Più problematica sarebbe l’applicazione della PEX nell’ipotesi di holding nella quale solo alcune delle partecipazioni detenute hanno diritto a beneficiare del regime in esame. In tale ipotesi, in relazione alle partecipazioni, troverebbe applicazione un regime differenziato. In realtà, la plusvalenza da cd. “exit” potrebbe essere quantificata in maniera relativamente agevole anche in tale eventualità. Dovrebbe essere altresì agevole distinguere i proventi che beneficiano della PEX rispetto a quelli soggetti al regime ordinario (così come distinguere tra minusvalenze in PEX indeducibili da quelle ordinariamente deducibili). Ad ogni modo, l’Agenzia potrebbe ritenere che tale regime differenziato sia difficilmente conciliabile con il principio di determinazione unitaria della plusvalenza relativa all’azienda ceduta.
In secondo luogo, occorrerebbe chiarire se, sull’eventuale applicazione della PEX nella fattispecie in esame, possa influire l’attività svolta in concreto dalla holding. In particolare, occorre stabilire se l’applicazione della PEX possa dipendere dalla natura cd. “statica” o cd. “dinamica” della holding. Invero, in caso di holding cd. “statica” è concettualmente più semplice concepire l’applicazione della PEX. Si potrebbe addirittura dubitare della possibilità di qualificare come complesso aziendale il compendio ceduto. È dunque più agevole derogare al principio dell’unitarietà della plusvalenza da cessione di azienda. Maggiori difficoltà sorgono invece con riferimento alla cd. “holding dinamica”, stante la maggiore assimilabilità di questa ad un’azienda. Ad ogni modo, non sembra corretto applicare una soluzione diversa alle due ipotesi.

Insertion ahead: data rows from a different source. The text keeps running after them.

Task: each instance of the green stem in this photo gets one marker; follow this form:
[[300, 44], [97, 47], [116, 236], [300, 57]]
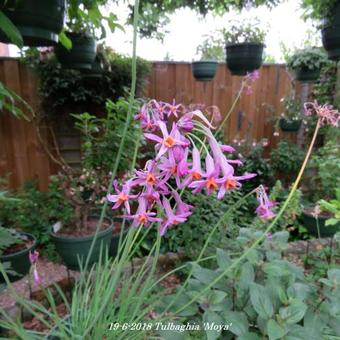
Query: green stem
[[271, 225]]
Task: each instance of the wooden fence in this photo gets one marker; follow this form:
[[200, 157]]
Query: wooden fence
[[251, 116], [22, 156]]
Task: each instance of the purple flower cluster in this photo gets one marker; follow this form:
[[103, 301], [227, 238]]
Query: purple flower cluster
[[178, 163], [326, 113], [264, 209]]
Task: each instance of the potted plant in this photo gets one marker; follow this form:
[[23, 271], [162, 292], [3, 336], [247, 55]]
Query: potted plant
[[290, 120], [15, 247], [244, 47], [307, 63], [328, 13], [209, 51], [38, 21], [73, 238], [78, 48]]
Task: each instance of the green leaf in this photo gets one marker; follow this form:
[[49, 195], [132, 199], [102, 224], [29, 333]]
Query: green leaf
[[223, 259], [10, 30], [65, 40], [212, 319], [238, 321], [275, 331], [216, 296], [293, 313], [247, 276], [261, 301], [204, 275]]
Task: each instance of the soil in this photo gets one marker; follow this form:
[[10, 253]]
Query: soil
[[310, 211], [15, 248], [87, 230]]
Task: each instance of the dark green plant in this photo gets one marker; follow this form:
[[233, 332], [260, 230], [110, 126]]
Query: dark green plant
[[101, 137], [325, 161], [286, 158], [244, 31], [310, 58], [318, 9], [211, 48], [35, 212], [191, 237], [265, 296], [154, 15], [64, 91]]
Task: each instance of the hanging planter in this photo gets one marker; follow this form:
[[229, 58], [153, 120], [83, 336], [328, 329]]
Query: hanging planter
[[289, 125], [19, 260], [204, 70], [312, 224], [244, 58], [82, 54], [38, 21], [73, 249], [305, 75], [331, 33]]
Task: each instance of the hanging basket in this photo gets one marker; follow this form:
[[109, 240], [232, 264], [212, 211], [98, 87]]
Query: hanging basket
[[38, 21], [244, 58], [306, 75], [82, 54], [331, 34], [204, 70], [289, 125]]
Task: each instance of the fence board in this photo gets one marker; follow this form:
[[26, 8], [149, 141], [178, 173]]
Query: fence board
[[23, 158]]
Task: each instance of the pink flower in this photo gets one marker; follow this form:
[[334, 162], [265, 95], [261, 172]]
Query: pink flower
[[230, 183], [326, 113], [168, 141], [33, 257], [265, 205], [142, 216], [210, 177]]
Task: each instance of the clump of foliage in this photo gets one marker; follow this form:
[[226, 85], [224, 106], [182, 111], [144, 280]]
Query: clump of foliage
[[154, 15], [211, 48], [286, 158], [101, 137], [254, 161], [310, 58], [262, 296], [65, 90], [326, 163], [333, 206], [318, 9], [324, 88], [244, 32], [34, 212]]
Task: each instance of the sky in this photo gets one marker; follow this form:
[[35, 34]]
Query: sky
[[187, 31]]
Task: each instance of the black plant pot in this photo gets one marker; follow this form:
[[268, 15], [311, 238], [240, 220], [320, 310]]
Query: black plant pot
[[311, 224], [75, 249], [244, 58], [306, 75], [331, 34], [82, 54], [38, 21], [204, 70], [19, 261], [289, 125]]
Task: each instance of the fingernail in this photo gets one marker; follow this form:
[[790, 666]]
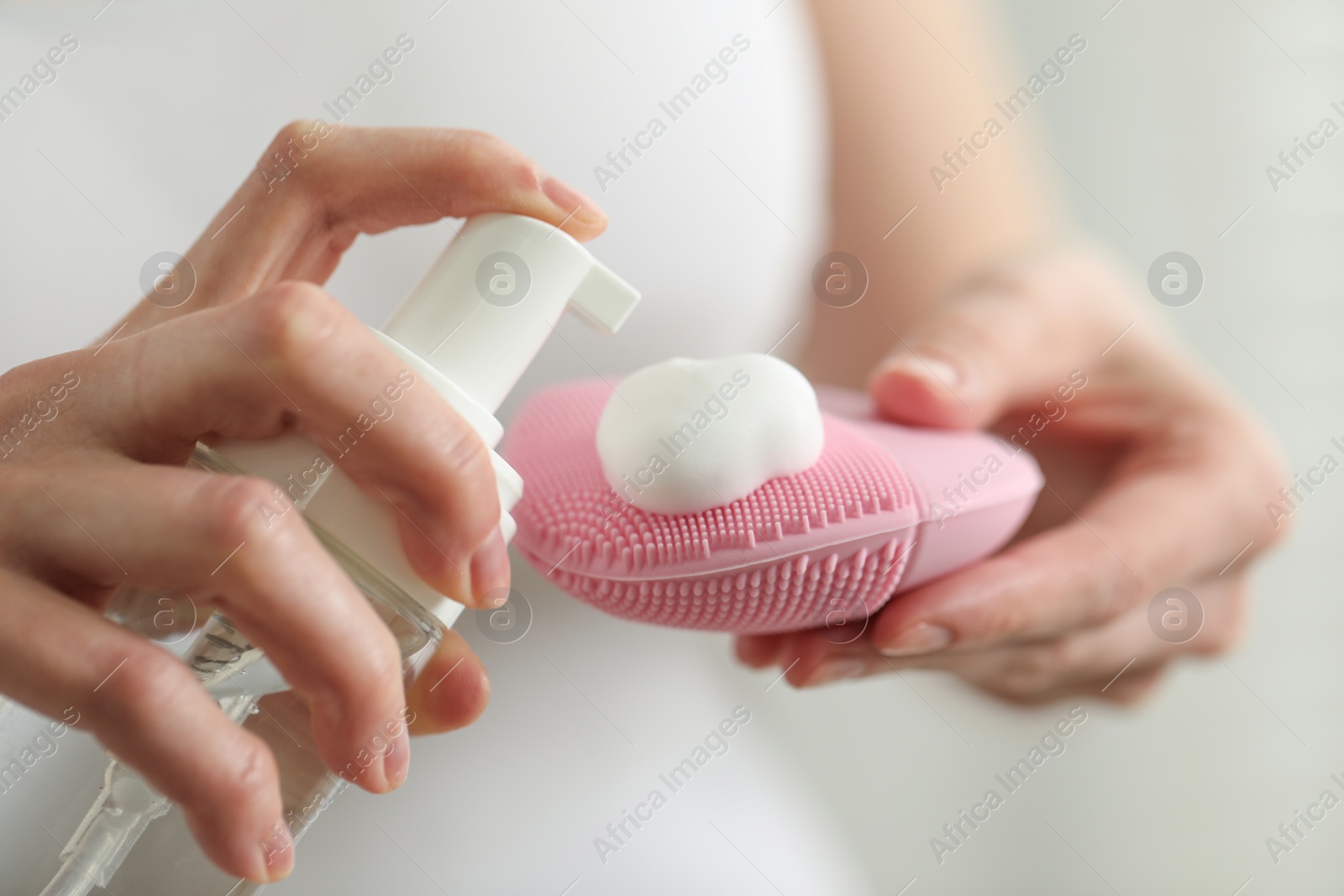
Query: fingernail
[[924, 637], [837, 671], [398, 761], [277, 853], [490, 570], [932, 369], [573, 202]]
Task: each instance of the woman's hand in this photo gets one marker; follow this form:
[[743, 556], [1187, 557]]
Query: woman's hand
[[96, 495], [1153, 479]]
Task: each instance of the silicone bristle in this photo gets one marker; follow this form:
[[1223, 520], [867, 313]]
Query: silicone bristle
[[820, 547]]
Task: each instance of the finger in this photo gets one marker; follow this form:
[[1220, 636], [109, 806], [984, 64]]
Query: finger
[[207, 535], [452, 689], [318, 187], [64, 660], [1093, 661], [998, 345], [1156, 523], [292, 359]]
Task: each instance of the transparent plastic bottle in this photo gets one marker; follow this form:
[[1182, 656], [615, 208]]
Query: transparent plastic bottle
[[468, 329]]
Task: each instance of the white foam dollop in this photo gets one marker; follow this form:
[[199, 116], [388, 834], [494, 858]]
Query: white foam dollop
[[687, 436]]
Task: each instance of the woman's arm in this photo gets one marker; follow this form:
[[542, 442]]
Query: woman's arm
[[900, 97]]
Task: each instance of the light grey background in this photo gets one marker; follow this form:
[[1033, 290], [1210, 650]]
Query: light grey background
[[1166, 125]]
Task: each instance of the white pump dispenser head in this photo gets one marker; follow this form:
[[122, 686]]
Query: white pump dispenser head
[[470, 329]]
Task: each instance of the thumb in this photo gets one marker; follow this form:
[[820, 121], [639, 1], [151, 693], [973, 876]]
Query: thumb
[[978, 358]]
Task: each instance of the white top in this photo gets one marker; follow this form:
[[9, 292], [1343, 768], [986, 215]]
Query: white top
[[155, 118]]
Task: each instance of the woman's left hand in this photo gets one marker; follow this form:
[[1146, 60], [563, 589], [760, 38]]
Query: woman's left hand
[[1155, 479]]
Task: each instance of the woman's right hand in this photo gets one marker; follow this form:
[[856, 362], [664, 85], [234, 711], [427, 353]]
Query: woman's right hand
[[96, 495]]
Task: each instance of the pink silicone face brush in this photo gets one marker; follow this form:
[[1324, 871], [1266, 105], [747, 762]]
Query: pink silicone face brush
[[884, 510]]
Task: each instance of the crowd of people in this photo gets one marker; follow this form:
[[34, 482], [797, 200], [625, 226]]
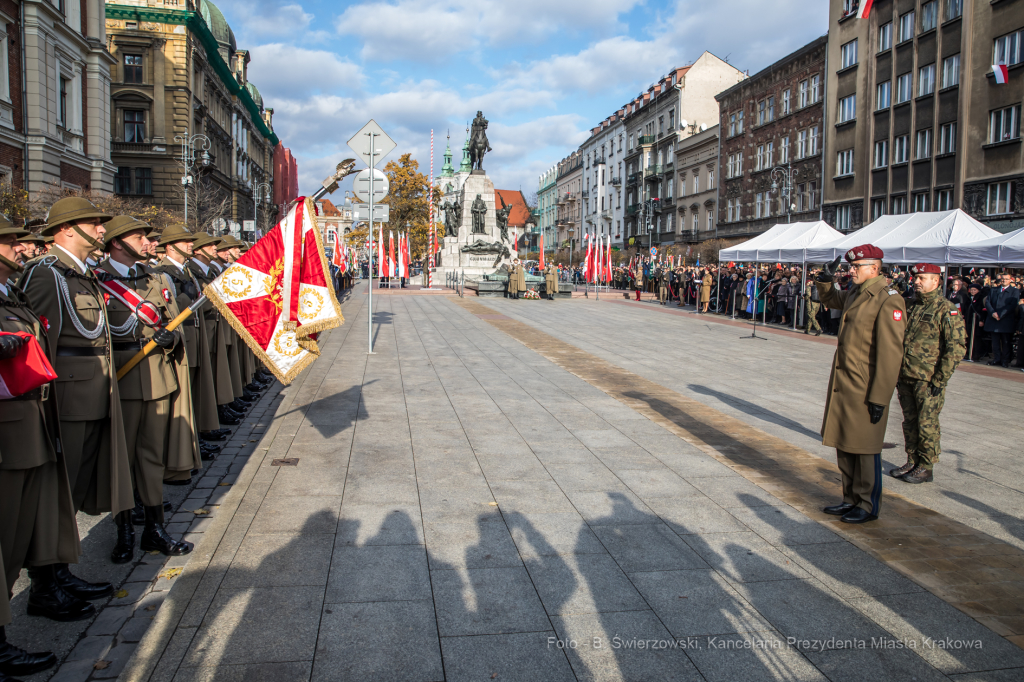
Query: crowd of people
[[80, 299]]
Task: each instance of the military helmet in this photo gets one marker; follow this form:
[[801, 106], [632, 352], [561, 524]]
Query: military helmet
[[71, 209]]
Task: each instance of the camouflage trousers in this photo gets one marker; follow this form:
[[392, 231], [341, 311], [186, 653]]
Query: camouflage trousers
[[921, 421], [812, 316]]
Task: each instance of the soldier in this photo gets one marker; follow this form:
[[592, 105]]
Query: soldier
[[69, 302], [156, 398], [863, 377], [934, 345], [177, 243], [812, 303], [551, 281]]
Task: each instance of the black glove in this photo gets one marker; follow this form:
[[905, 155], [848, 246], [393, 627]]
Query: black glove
[[828, 270], [10, 344], [163, 338]]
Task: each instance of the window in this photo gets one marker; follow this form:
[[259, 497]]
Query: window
[[950, 71], [885, 36], [998, 198], [944, 200], [883, 95], [923, 148], [926, 80], [905, 28], [143, 180], [899, 205], [848, 54], [64, 103], [901, 148], [844, 164], [122, 181], [947, 138], [848, 109], [133, 69], [134, 125], [843, 214], [882, 154], [878, 208], [903, 91], [929, 16], [1008, 48], [1005, 124]]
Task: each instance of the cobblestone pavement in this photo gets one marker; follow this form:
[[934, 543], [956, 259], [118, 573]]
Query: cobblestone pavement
[[479, 500]]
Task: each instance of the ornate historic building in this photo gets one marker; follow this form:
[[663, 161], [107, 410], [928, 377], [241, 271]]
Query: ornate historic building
[[179, 76], [916, 119], [772, 120]]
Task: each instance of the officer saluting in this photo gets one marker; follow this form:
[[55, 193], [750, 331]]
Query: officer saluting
[[934, 345], [863, 377], [70, 303]]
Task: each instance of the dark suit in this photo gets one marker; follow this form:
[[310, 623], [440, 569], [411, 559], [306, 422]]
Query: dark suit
[[1003, 300]]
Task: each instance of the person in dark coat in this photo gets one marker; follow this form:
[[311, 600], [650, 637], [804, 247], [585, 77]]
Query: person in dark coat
[[1001, 304]]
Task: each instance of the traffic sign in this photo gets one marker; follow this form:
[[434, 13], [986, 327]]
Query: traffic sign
[[361, 212], [382, 144], [360, 185]]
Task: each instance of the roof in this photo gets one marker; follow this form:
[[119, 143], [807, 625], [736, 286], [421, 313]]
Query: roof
[[514, 198]]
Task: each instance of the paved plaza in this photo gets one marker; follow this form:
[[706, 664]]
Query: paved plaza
[[590, 491]]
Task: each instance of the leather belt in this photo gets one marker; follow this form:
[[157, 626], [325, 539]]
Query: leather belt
[[81, 351]]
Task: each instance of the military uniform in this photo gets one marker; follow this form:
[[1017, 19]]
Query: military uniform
[[934, 345], [864, 373]]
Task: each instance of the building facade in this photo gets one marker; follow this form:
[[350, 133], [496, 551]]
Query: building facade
[[178, 76], [773, 120], [916, 119], [602, 168], [677, 107]]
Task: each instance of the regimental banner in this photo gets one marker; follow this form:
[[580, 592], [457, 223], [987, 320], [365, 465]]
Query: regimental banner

La PEX trova applicazione indifferentemente sia con riferimento alle partecipazioni detenute dalla holding cd. “statica” che con riferimento alle partecipazioni detenute dalla holding cd. “dinamica”. Sulla base di ciò, laddove si ammetta l’applicabilità della PEX alle holding cd. “pure”, tale disciplina dovrebbe trovare applicazione indipendentemente dalla natura cd. “statica” o “dinamica” della holding.
Infine, i summenzionati principi devono essere coordinati con la regola, contenuta nell’art. 166 del TUIR, secondo la quale il trasferimento di sede non genera plusvalenze con riferimento agli attivi confluiti in una stabile organizzazione in Italia.
Sulla base di tale regola, in dottrina è stato da taluno evidenziato che, in caso di holding cd. “mista”, la PEX potrebbe trovare applicazione laddove oggetto di trasferimento all’estero siano solo le partecipazioni, mentre la restante struttura aziendale resti nel territorio.
In relazione alla holding cd. “pura”, si pone il problema di stabilire se si possa configurare una stabile organizzazione residua. Tendenzialmente si tratta di una ipotesi di difficile realizzazione nella pratica. Ipotizzandone l’ammissibilità, potrebbe assumere rilievo in questa sede la distinzione tra holding cd. “statica” e “dinamica”. In relazione a quest’ultima, in talune ipotesi, secondo parte della dottrina potrebbe configurarsi l’ipotesi di una stabile organizzazione. Ciò in particolare laddove in Italia residuasse un centro fisso di gestione delle partecipazioni dotato di sufficiente stabilità, pur dipendendo dalla sede estera. Anche sul punto sarebbe opportuno un chiarimento.